When the Grand Lodge of the Sun was reopened in Bayreuth in 1947, by Past Grand Master  Beyer, a little pin in the shape of a Forget Me Not was officially adopted as the emblem of that first annual convention of the brethren who had survived the bitter years of semi-darkness to rekindle the Masonic Light.

At the first Annual Convent of the new United Grand Lodges Of Germany AF&AM (VGLvD), in 1948 Bro. Theodor Vogel, Master of the Lodge “Zum weißen Gold am Kornberg”, in Selb (then in Western-occupied Germany), remembered the 1926 and 1936 pin, had a few hundred made and started handing it out as a Masonic symbol wherever he went. When Brother Vogel was later elected GM of the Grand Lodge AFuAM of Germany and visited a Grand Masters’ conference in Washington, DC, he distributed.

But is the story True?

Information about the Masonic tradition surrounding the blue forget me not amounts to very little. It is true that the flower was used by some German Masons about 1926, and it appears likely that in March 1938 some of them did wear it again as a Nazi badge, even though by an extraordinary coincidence, it had been chosen as a Masonic emblem twelve years earlier. It is likely not true that it was ever worn after March 1938 as a secret mean of recognition.

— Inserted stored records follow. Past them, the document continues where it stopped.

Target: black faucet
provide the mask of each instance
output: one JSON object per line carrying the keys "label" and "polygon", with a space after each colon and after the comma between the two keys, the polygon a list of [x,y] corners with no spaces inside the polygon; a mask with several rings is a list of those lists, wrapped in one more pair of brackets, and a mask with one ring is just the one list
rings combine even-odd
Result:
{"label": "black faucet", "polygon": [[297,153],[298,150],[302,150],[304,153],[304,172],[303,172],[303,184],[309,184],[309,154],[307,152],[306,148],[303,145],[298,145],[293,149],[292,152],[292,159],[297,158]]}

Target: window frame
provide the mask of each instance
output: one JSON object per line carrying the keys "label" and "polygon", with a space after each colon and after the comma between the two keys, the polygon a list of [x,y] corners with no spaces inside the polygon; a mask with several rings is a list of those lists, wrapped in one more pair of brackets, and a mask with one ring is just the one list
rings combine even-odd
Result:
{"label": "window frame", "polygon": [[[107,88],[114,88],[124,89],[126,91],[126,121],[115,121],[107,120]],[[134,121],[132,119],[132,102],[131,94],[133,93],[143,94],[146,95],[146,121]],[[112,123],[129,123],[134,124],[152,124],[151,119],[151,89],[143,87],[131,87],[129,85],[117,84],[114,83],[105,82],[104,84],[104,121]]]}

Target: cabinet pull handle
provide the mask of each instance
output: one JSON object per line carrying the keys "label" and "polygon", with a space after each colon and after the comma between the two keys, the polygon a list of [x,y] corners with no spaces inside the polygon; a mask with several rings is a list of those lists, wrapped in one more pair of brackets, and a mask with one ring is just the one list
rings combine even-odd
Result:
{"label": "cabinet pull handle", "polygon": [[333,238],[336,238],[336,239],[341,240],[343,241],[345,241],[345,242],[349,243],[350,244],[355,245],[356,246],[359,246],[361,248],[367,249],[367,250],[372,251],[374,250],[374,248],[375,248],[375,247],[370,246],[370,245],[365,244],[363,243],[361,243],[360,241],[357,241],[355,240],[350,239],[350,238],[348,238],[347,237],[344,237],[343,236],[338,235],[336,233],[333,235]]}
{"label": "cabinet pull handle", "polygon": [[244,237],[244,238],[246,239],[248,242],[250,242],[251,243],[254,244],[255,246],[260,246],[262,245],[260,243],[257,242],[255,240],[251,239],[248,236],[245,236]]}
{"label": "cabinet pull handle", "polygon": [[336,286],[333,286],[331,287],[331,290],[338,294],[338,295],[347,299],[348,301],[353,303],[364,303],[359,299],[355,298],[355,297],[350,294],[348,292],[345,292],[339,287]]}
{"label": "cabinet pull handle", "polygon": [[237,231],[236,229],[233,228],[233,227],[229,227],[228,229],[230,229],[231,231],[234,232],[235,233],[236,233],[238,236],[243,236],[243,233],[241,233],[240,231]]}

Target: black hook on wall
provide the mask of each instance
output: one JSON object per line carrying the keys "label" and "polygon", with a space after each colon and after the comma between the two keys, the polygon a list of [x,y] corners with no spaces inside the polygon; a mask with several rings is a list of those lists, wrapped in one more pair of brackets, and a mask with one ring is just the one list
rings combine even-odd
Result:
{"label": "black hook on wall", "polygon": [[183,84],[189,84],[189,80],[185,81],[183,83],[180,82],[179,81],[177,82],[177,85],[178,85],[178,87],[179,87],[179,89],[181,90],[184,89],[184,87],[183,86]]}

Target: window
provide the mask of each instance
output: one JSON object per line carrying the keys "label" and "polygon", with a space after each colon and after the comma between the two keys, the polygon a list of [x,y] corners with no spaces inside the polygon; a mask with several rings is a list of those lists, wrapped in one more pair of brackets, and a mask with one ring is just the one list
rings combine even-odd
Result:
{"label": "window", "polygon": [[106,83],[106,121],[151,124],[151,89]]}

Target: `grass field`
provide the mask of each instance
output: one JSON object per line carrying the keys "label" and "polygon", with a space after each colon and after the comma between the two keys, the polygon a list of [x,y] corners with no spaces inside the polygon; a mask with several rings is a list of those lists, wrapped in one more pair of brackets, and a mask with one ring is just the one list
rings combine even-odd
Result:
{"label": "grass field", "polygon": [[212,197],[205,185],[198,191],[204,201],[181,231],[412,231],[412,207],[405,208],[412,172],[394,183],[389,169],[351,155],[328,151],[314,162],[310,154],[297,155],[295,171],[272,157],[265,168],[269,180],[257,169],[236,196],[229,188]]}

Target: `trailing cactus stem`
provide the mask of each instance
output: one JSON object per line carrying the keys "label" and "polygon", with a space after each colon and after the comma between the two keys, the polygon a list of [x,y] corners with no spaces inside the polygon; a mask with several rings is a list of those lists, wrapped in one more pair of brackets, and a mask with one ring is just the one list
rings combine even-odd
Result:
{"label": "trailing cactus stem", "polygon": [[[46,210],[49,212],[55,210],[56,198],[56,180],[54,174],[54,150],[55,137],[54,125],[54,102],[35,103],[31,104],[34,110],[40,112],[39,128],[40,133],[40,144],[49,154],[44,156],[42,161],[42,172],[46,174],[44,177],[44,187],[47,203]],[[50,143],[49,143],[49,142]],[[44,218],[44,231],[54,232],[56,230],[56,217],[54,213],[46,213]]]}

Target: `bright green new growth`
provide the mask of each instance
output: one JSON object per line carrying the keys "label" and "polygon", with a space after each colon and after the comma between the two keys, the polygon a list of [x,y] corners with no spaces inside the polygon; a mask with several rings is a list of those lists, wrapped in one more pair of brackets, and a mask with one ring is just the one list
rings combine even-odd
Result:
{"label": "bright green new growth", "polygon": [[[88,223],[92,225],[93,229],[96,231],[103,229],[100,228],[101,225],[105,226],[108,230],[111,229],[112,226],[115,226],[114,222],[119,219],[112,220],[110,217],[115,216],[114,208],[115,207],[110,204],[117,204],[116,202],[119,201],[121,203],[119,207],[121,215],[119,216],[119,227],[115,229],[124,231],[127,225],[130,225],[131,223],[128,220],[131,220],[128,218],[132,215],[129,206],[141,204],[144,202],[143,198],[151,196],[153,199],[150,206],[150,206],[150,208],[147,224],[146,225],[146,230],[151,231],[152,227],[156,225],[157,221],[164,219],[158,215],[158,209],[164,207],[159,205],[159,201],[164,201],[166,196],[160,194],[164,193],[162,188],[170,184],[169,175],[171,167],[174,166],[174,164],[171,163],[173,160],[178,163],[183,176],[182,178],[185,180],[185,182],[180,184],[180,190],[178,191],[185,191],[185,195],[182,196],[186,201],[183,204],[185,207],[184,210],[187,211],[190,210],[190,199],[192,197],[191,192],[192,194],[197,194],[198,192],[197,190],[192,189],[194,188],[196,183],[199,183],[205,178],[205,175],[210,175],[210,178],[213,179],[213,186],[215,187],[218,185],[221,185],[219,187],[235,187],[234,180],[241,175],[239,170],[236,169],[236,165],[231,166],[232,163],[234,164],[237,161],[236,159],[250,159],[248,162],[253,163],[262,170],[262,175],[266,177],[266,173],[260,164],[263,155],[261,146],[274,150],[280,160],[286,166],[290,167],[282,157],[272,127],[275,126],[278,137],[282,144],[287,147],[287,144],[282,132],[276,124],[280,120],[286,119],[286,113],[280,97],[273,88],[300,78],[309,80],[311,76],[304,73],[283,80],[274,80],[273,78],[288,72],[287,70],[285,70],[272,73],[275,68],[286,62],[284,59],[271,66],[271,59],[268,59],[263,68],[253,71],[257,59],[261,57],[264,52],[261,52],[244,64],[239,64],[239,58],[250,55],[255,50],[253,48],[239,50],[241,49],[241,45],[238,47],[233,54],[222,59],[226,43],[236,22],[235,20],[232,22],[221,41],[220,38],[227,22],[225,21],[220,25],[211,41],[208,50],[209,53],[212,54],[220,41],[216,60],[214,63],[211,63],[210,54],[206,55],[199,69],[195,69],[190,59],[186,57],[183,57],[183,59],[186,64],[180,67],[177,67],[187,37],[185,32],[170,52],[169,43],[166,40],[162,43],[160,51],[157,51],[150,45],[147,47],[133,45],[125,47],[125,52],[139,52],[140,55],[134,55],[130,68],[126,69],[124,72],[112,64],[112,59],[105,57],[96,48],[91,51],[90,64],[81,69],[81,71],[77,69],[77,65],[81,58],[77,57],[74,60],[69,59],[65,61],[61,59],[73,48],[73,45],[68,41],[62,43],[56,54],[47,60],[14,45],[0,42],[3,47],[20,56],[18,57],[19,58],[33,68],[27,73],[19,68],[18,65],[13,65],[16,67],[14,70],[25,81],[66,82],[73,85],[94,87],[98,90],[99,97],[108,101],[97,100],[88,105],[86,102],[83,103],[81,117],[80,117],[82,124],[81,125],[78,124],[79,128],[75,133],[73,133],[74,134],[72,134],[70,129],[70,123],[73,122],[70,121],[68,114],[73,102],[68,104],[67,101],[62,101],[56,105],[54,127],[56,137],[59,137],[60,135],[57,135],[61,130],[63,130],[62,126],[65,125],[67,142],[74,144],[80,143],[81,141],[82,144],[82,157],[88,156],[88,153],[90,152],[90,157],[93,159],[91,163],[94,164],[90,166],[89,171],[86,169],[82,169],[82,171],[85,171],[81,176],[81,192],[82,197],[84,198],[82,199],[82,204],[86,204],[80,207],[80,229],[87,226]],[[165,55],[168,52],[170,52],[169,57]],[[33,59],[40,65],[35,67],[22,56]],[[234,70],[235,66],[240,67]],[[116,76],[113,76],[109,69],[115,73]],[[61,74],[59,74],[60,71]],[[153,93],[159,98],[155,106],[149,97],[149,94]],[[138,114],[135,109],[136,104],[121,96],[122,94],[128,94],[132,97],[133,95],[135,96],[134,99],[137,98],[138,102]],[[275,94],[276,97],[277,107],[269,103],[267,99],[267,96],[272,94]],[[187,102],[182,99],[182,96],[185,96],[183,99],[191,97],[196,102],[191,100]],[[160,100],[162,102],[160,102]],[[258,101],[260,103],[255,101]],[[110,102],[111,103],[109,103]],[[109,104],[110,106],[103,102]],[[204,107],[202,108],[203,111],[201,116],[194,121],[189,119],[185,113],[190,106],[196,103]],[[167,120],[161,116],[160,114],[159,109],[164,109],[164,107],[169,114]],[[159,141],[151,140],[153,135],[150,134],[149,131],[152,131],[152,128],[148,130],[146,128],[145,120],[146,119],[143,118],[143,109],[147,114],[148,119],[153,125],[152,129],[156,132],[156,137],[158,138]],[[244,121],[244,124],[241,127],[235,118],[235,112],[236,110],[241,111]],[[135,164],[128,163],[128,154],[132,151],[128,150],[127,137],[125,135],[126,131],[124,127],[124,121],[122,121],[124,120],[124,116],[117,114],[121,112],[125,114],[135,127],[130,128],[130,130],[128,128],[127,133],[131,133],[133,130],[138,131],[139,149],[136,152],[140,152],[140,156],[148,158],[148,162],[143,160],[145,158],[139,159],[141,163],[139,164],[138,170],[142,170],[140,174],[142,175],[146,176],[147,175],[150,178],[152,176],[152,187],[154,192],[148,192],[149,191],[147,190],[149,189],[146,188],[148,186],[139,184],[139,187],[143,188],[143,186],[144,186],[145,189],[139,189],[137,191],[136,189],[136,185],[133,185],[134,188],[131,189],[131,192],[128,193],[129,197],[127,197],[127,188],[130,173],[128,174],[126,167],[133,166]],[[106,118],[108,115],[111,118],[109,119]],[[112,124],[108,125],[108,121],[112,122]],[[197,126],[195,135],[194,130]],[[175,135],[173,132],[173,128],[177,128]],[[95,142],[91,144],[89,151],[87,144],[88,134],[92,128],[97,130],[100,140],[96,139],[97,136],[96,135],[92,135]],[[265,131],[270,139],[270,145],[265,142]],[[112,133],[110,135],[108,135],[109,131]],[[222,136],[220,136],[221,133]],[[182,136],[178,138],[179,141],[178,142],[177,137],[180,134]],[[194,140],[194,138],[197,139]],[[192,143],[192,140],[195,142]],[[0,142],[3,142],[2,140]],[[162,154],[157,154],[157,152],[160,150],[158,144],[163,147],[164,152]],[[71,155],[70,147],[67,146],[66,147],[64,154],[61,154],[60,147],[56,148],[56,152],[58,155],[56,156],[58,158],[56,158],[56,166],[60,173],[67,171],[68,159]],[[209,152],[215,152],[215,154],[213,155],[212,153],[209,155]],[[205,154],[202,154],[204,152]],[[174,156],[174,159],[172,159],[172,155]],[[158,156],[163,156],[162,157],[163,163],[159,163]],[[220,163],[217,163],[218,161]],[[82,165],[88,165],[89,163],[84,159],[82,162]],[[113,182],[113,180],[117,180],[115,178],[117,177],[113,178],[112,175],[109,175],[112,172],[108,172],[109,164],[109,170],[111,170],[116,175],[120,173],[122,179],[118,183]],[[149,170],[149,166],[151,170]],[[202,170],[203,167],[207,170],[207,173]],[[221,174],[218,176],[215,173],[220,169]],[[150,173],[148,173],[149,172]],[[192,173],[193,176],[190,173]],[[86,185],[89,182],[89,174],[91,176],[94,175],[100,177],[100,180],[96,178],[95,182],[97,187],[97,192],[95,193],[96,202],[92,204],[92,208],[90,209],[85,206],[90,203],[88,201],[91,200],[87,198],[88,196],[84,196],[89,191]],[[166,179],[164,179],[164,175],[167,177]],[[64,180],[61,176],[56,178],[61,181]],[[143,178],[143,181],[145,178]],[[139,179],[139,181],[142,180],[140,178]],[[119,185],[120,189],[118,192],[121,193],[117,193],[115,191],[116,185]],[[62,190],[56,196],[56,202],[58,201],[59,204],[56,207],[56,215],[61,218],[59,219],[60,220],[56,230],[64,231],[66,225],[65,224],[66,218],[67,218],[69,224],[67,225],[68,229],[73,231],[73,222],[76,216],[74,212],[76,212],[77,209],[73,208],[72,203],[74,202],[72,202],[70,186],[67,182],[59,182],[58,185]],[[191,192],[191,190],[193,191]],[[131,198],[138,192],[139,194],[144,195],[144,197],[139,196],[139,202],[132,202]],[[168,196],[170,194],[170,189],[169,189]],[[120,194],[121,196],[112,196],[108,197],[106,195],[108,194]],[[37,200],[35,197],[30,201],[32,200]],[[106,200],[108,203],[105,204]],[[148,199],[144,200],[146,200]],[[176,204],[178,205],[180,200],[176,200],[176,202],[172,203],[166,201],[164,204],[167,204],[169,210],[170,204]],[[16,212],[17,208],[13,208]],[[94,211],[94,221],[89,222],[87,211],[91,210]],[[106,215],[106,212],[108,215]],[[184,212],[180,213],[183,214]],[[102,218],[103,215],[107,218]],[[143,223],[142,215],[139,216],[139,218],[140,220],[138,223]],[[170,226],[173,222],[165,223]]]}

However, even if many German Masons (together with the great majority of German citizens of that time) never objected to the Nazi politics and went so far as to support Hitler, some were brave enough to fight him openly.

Based on the membership of all the then existing German Lodges, it is likely that around 1 or 2%. Out of the 174 Lodges which participated in the creation of the first United Grand Lodge of Germany, five only belonged to the Symbolical Grand Lodge of 1930, the only German Grand Lodge which resisted Hitler.

For human and political reasons as well, those Masons who thought it their duty to rebuild German Freemasonry once the War was over could hardly tell the whole truth to their foreign brethren. I personally believe they might have told the story of those dark years in a different way, but I am ready to admit that it is probably easier to say so in 2009 than it was in the 1950s.

Accordingly a legend was born. Not the legend of the forget-me-not, but that of a German Freemasonry too weak to resist, banned as soon as Hitler became Chancellor of the Reich, wearing a badge on the streets and – of all things ! – in concentration camps. That legend was likely born as the result of an unconscious effort to inhibit the past as well as a conscious manoeuvre. It was believed not only because it was the logical thing to do, but also because it was reassuring to imagine Freemasons acting according to their ideals, fighting for freedom and defending it.

Lets keep it at that and let us admit to the Masonic Brotherhood of the blue Forget Me Not  and thus did a simple flower blossom forth into a symbol of the fraternity, and become perhaps the most widely worn emblem among Freemasons in Germany.

In the years since adoption, its significance world-wide has been attested to by the tens of thousands of brethren who now display it with meaningful pride.